Dinding papan yang nyaris lapuk, penuh coretan, menjadi
saksi bahwa di tahun 1980-an akhir, nama B.J. Habibie telah sampai di pulau
terpencil, ujung paling timur Pulau Jawa, berdiam di hati anak-anak kecil, yang
berseragam merah-putih berkaki telanjang dengan sisa lumpur sawah di sekitar
bangunan SD Inpres Negeri VIII Sapeken di Pulau Saur.
Nama Habibie, ditulis di antara tulisan-tulisan lain
yang menjadi cita-cita anak-anak kecil di pulau kami, dokter, insinyur, pilot,
dan guru. Masih lekat dalam ingatanku, ketika guru bertanya tentang cita-cita
kami, seorang teman yang menjadi saingan terberatku menjadi juara kelas, Efendi namanya, akan menjawab dengan lantang: Habibie!
Bagi Efendi, Habibie adalah cita-cita. Efendi dan kami
semua mengetahui bahwa Habibie selain dari nama orang, Habibie juga adalah
profesi hebat. Ahli membuat pesawat, sehingga temanku Efendi yang bercita-cita
menjadi Habibie sesungguhnya sedang menegaskan cita-citanya untuk menjadi ahli
atau pembuat pesawat terbang saat itu.
Sayang, setelah sekolah dasar itu, ia tidak memiliki
kesempatan untuk melanjutkan pendidikan, ia diminta membantu dan meneruskan
pekerjaan orang tuanya sebagai tukang kayu.

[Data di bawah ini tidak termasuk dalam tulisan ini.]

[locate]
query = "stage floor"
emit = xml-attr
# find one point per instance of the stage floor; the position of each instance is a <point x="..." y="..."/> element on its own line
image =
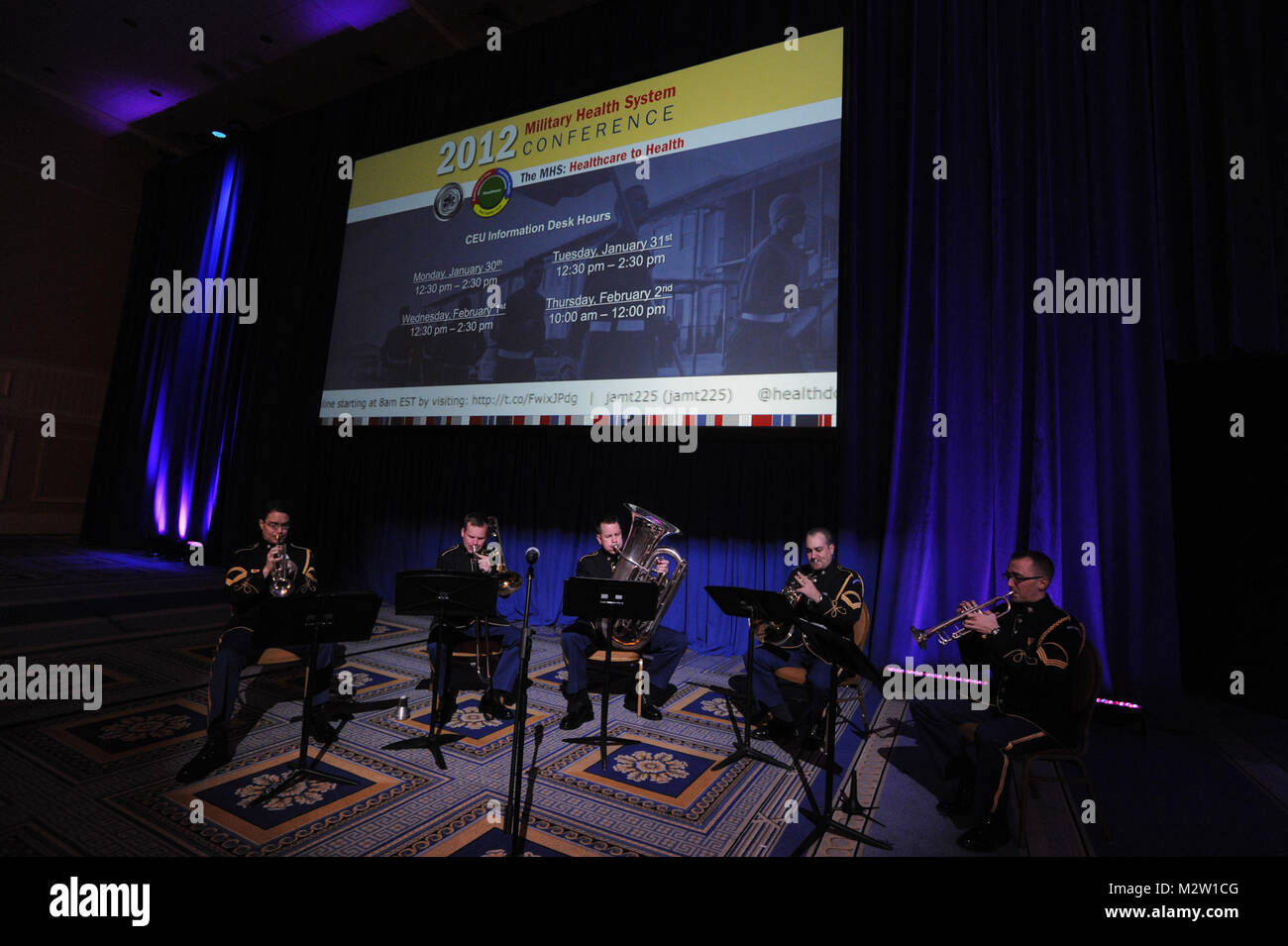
<point x="102" y="783"/>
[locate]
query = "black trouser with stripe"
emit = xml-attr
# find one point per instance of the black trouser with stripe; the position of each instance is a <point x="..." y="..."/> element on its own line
<point x="999" y="740"/>
<point x="237" y="649"/>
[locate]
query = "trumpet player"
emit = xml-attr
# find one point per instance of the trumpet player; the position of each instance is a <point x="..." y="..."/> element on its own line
<point x="1031" y="649"/>
<point x="269" y="568"/>
<point x="666" y="646"/>
<point x="824" y="593"/>
<point x="469" y="555"/>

Waktu itu tak ada nama orang Indonesia sepopuler
Habibie di pulau kami, jika pun ada, mereka adalah nama-nama pahlawan di buku pelajaran PSPB, yang wajib kami hafalkan. Habibie tak hanya disebut di ruang kelas, di
tulis di bangku dan dinding papan sekolah, tetapi juga ketika sedang bermain,
terlebih saat membuat mainan pesawat dari kayu, pelepah pisang atau sekadar
pesawat dari lipatan kertas, nama Habibie menjadi lekat, semua pesawat hasil
buatan kami itu adalah pesawat Habibie.
Habibie adalah energi untuk terus sekolah, mengenyam
pendidikan hingga tingkat tertinggi. Belajarlah
yang rajin, agar kamu seperti Habibie! Adalah pesan yang berulang-ulang
disampaikan para orang tua di pulau kami, untuk memotivasi anaknya.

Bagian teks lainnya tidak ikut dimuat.